T-lymphocyte response to cytochrome c. I. Demonstration of a T-cell heteroclitic proliferative response and identification of a topographic antigenic determinant on pigeon cytochrome c whose immune recognition requires two complementing major histocompatibility complex-linked immune response genes.

Abstract

The T[thymus-derived]-lymphocyte proliferative response to pigeon cytochrome c was studied in the mouse. H-2a and H-2k strains were responders to this antigen whereas H-2b, H-2d, H-2f, H-2ja, H-2p, H-2q, H-2r, H-2s and H-2u strains were low or nonresponders. Genetic mapping demonstrated that 2 major histocompatibility complex (MHC)-linked Ir genes control the response, in I-A, the other in I-E/I-C. The major antigenic determinant recognized in this response was localized by cross-stimulations with species variants and cyanogen bromide cleavage fragments of cytochrome c. The antigenic determinant was a topographic surface determinant composed of an Ile for Val substitution at residue 3, a Gln for Lys substitution at residue 100 and a lys for Glu substitution at residue 104. Tobacco hornworm moth cytochrome c, which contains a Gln at residue 100 but a terminal Lys at residue 103 (1 amino acid closer to the Gln), stimulated pigeon cytochrome c immune T cells better than the immunogen.

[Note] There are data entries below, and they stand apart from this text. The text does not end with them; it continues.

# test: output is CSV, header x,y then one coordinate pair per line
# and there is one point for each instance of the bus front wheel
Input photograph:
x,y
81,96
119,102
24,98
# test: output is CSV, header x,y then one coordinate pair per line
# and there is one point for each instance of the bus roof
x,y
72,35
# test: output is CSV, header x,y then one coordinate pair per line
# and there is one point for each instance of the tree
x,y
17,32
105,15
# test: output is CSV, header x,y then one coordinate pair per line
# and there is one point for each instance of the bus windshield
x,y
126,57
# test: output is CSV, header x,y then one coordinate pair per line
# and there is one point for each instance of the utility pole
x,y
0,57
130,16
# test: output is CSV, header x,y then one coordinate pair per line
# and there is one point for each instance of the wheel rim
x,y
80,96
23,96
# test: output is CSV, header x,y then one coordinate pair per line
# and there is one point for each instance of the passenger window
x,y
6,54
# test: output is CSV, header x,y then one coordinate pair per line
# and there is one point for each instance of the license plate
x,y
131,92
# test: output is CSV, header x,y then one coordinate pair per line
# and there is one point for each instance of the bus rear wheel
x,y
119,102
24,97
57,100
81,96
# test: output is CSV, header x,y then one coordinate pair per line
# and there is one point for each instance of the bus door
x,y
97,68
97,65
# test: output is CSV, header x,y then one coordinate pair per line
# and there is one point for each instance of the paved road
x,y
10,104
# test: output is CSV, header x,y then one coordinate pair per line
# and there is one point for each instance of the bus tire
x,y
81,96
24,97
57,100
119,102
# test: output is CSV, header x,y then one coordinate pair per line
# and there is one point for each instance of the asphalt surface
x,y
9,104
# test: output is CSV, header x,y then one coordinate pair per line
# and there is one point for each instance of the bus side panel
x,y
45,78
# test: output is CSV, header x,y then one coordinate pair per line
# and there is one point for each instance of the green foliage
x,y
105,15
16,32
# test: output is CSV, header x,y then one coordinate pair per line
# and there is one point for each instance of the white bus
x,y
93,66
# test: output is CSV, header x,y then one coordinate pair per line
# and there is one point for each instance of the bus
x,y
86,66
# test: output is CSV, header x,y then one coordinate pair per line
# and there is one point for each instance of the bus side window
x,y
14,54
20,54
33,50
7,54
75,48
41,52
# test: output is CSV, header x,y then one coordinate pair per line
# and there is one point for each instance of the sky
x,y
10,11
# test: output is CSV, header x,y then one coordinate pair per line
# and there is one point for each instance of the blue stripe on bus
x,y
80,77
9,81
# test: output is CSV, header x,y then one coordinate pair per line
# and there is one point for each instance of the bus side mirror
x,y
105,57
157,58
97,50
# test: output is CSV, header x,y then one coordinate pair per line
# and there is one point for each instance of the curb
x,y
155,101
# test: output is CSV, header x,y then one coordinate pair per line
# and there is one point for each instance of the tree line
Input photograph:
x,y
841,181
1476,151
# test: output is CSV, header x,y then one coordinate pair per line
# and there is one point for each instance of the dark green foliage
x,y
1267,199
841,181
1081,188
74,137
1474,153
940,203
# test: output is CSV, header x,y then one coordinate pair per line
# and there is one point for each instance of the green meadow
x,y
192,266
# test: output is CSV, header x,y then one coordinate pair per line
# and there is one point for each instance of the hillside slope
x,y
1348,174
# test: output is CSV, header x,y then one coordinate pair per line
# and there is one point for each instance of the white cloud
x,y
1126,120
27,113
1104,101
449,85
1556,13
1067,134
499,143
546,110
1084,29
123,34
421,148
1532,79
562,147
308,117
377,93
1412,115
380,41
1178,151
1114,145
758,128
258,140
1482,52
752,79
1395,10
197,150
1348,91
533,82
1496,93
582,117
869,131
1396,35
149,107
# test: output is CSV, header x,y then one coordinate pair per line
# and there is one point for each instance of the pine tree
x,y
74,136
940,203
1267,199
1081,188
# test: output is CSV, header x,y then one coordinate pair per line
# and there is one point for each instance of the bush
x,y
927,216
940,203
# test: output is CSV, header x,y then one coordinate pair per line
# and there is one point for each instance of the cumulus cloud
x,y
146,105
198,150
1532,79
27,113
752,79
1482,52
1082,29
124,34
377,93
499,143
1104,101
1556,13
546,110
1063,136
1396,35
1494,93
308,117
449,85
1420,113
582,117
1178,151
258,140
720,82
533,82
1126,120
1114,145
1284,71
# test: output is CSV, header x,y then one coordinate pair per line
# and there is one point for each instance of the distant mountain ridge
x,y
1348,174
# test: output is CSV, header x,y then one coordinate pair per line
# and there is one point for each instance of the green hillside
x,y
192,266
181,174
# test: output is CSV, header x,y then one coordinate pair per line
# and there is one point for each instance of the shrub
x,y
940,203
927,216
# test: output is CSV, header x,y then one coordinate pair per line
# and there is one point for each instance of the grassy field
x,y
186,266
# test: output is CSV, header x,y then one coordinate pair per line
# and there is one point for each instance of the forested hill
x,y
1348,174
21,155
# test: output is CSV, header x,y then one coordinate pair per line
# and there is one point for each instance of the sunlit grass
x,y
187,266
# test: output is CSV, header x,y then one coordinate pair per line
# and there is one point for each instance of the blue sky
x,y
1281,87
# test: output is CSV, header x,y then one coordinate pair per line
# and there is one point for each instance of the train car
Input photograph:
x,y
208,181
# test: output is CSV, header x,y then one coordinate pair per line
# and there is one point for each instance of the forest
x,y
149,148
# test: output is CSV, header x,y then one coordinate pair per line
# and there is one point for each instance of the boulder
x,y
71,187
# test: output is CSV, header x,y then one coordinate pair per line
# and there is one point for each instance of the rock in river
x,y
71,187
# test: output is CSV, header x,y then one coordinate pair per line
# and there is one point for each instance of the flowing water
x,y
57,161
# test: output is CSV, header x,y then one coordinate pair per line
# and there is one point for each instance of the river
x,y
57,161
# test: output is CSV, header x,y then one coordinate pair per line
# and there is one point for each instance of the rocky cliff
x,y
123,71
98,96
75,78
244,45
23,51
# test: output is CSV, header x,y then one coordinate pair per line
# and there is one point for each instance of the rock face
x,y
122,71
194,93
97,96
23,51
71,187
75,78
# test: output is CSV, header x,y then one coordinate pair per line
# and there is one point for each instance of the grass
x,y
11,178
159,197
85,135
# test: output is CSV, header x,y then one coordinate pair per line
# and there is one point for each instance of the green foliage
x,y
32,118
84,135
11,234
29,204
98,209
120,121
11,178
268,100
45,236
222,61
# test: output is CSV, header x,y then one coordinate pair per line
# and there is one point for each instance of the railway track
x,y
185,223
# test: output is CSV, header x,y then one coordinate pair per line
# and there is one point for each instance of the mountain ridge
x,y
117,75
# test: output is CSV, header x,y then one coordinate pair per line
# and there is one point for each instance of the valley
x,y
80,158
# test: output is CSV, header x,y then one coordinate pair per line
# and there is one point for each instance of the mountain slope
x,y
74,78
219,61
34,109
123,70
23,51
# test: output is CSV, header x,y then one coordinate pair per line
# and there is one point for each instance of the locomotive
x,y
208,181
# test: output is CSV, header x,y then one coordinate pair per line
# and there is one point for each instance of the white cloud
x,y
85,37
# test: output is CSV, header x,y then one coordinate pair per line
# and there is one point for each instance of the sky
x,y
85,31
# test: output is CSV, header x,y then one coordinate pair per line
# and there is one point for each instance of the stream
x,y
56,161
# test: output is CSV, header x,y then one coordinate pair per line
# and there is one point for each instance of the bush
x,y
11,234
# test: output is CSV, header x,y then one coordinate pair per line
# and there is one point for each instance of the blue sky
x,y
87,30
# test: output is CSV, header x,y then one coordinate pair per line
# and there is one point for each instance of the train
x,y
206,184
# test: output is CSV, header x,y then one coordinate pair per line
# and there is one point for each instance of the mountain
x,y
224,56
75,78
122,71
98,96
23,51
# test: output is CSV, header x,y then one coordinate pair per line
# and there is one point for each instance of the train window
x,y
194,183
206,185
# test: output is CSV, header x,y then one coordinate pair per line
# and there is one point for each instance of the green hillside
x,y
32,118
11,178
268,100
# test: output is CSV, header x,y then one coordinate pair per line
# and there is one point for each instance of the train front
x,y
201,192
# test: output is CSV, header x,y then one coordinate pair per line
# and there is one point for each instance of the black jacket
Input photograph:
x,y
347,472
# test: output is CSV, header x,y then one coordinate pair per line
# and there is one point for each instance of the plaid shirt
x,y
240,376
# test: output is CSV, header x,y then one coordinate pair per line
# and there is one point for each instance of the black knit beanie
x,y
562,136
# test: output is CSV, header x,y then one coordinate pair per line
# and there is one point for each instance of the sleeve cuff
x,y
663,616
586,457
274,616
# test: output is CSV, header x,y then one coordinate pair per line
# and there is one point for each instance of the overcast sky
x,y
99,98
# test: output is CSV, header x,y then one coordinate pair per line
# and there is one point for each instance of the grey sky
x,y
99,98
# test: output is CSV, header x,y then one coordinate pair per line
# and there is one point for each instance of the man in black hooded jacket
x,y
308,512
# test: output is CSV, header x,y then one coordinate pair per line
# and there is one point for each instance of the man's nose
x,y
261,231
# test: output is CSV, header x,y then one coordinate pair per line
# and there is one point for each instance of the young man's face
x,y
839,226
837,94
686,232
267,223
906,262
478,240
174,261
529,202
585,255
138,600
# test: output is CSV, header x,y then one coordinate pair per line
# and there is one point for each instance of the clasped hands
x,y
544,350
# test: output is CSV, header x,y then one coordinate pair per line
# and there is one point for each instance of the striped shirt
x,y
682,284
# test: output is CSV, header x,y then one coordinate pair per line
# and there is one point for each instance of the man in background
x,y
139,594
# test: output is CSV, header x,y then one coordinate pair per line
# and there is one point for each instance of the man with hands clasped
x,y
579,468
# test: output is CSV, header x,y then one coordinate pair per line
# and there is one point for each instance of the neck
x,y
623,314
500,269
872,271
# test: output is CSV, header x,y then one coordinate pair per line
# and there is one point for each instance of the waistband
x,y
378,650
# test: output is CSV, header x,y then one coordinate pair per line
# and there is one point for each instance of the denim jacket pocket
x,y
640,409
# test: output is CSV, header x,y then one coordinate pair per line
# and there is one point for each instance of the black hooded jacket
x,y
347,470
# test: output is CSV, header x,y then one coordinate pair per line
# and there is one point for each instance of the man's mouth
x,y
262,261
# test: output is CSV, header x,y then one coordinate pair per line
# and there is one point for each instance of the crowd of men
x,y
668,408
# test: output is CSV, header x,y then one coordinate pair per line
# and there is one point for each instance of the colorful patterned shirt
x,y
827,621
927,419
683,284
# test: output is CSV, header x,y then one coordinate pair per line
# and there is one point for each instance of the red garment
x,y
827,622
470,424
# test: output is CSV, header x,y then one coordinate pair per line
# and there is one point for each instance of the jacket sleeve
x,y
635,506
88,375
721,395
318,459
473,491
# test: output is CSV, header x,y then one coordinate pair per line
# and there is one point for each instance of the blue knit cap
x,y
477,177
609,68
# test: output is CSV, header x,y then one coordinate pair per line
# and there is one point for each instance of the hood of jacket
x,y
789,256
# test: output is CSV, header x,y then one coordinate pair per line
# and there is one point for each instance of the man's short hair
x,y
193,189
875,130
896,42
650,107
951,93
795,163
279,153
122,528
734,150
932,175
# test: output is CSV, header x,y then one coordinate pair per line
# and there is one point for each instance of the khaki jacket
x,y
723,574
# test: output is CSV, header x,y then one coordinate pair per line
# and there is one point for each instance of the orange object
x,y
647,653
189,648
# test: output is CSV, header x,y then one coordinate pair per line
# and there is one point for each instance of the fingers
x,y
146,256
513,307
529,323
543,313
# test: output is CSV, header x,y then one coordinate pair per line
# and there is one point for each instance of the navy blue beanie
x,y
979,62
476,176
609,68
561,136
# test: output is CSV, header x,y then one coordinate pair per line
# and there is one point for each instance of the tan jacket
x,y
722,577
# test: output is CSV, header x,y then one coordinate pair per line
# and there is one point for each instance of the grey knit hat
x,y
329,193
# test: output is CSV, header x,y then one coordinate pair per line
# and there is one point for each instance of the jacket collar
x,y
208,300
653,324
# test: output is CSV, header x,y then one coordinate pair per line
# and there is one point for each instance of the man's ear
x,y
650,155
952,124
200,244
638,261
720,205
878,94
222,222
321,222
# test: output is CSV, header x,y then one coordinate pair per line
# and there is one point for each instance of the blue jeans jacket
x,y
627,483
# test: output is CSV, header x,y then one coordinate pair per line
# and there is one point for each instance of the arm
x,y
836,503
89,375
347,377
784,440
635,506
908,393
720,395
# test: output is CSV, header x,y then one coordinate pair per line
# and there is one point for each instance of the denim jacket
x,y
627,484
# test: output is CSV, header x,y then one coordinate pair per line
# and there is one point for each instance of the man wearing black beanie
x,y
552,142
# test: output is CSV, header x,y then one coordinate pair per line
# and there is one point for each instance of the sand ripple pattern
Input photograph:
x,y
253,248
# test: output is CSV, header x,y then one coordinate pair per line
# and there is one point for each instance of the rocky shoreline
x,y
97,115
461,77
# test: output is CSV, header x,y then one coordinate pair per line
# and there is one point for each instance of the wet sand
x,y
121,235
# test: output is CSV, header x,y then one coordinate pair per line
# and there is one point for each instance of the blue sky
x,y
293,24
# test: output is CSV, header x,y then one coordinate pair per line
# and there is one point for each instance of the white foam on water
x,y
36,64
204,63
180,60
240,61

This is the 1st demonstration of a functional T-cell heteroclitic proliferative response in a system under Ir gene control. Immunization with the cyanogen bromide cleavage fragments revealed that only pigeon cytochrome c fragment 81-104 was immunogenic. This fragment primed for a T-cell proliferative response whose specificity was nearly identical to that of the T-cell response primed for by the whole molecule, suggesting that the Gln at 100 and lys at 104 form the immunodominant portion of the antigenic site. Mixing experiments using the 2 cross-reacting antigens, hippopotamus cytochrome c and Pekin duck or chicken cytochrome c fragment (81-104), each of which contains only 1 of the 2 immunodominant substitutions, demonstrated that the T lymphocytes responding to the major antigenic determinant comprise a single family of clones that recognize both amino acids as part of the same determinant. Two complementing MHC-linked Ir genes can control the immune response to a single antigenic determinant.